For a more precise comparison, aggregate data from January to February shows exports rising 17.6% year-on-year in 2023, while industrial production rose 5.7% compared to an average of -2.2% in the January-February 2023 period.
Vietnam's Purchasing Managers' Index (PMI) showed both January and February 2024 readings above 50, compared to an average of 49.3 in January and February 2023.
“These data suggest that the overall momentum in manufacturing and external trade is showing positive signs and we expect this pace to be sustained, especially in the second half of 2024 as the recovery in the semiconductor sector strengthens and global central banks begin to operate more accommodative interest rate policies,” the UOB report said.
UOB Bank forecasts positive economic growth prospects for Vietnam |
While risks from external events continue to weigh on the global economic outlook (including conflicts in Eastern Europe and the Middle East), Vietnam’s outlook is bolstered by a recovery in the semiconductor industry, steady growth in China and the region, and supply chain shifts in favor of Vietnam and ASEAN.
“We maintain our Vietnam growth forecast at 6.0% for 2024, within the official target of 6.0-6.5%. In 1Q24, we expect GDP growth to slow to 5.5% yoy due to the impact of the Lunar New Year holiday (vs. 3.3% in 1Q23). We expect inflationary pressures to remain elevated, with headline CPI forecast to rise to 3.8% in 2024, from 3.25% in 2023,” UOB forecast.
Operating interest rates will be stable, VND may recover slightly
On monetary policy, UOB said the State Bank of Vietnam (SBV) responded quickly to the economic downturn early last year by cutting interest rates quickly. The last policy rate cut was in June 2023, when the refinancing rate was cut by a total of 150 basis points to 4.50%.
With economic activity recovering, the case for further rate cuts has diminished. The bank believes that the SBV will keep the refinancing rate at the current level of 4.50%.

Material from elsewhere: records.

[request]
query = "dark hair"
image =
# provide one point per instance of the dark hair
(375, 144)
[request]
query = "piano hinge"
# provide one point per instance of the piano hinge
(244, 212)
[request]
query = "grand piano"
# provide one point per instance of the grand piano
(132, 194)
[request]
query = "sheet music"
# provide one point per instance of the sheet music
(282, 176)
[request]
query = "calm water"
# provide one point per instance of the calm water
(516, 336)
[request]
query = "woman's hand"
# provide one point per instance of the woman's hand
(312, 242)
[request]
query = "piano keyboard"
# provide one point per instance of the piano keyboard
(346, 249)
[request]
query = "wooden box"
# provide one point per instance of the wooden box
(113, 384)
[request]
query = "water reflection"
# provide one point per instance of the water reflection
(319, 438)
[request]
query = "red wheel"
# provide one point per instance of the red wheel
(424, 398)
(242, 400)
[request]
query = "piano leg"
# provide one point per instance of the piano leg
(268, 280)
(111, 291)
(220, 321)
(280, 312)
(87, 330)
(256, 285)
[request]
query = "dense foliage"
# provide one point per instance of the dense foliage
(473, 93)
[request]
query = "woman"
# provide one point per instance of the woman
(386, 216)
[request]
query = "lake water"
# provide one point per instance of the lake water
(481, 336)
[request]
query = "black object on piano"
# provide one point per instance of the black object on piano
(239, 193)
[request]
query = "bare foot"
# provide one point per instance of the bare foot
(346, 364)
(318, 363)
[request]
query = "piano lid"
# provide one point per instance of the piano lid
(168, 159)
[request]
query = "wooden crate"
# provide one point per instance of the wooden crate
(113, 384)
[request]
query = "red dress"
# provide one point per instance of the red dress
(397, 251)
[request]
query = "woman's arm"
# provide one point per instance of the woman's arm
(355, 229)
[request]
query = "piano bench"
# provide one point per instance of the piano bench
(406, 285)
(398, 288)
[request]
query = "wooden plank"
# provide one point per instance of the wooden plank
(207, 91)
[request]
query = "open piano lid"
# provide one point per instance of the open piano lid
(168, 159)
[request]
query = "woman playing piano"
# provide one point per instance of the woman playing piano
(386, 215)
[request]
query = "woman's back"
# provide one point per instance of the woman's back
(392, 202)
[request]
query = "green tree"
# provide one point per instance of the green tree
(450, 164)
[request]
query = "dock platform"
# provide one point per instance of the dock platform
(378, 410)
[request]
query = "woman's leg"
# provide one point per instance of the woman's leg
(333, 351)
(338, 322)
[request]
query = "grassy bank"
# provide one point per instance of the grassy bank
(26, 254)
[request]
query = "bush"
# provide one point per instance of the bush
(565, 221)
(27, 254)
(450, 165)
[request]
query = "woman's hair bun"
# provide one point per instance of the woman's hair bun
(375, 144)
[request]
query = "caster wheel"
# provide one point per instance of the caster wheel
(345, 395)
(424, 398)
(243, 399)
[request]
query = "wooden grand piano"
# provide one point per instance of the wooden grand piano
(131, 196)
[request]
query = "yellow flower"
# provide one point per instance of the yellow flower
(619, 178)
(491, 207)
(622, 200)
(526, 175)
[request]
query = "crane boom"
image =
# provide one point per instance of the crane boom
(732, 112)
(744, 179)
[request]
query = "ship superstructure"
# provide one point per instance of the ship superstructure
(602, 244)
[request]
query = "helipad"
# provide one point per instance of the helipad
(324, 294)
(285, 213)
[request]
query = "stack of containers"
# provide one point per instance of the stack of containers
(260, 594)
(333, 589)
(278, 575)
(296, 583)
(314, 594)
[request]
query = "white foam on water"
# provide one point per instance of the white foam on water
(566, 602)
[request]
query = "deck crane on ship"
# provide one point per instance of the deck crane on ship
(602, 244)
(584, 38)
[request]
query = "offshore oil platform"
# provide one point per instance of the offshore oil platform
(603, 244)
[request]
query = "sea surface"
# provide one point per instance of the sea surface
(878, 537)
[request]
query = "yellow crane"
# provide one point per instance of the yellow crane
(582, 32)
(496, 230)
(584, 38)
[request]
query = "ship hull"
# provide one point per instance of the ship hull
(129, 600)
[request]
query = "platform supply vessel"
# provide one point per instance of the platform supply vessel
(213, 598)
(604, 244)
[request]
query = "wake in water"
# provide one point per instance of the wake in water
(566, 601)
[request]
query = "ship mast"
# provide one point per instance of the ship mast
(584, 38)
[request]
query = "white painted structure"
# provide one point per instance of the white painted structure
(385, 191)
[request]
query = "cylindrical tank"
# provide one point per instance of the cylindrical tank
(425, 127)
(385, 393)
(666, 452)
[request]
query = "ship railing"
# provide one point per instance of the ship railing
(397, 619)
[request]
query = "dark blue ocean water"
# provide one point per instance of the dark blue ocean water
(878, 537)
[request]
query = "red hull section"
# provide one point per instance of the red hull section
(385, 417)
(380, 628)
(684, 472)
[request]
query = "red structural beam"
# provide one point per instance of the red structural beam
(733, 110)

Instead of continuing to lower interest rates, the government has shifted its focus to non-interest rate measures to support the economy. One of these is to provide credit to borrowers (i.e. quantitative measures).
In 2023, bank credit growth is expected to reach around 13.5% year-on-year, slightly lower than the 14-15% target set for the year, as regulators require banks to simplify lending procedures and improve businesses' access to bank loans.
For 2024, the SBV aims to boost credit growth to about 15% with the ability to flexibly adjust based on economic developments during the year.
The USD/VND exchange rate traded at a new high of 24,700 in late February, along with a significant strengthening of the USD against Asian currencies. Despite the short-term weakness of the VND, expectations of stronger GDP growth in Vietnam (forecast 6.0% in 2024 compared to 5.05% in 2023) and a recovery in manufacturing and foreign trade are positive factors that could help stabilize the VND.
UOB also believes that a further recovery in the CNY – which the VND usually follows – coupled with a weakening USD ahead of the Fed’s rate cut in June will bring a slight recovery to the VND.
“Our updated USD/VND forecast is 24,400 in 2Q24, 24,200 in 3Q24, 24,000 in 4Q24 and 23,800 in 1Q25,” the UOB expert predicted.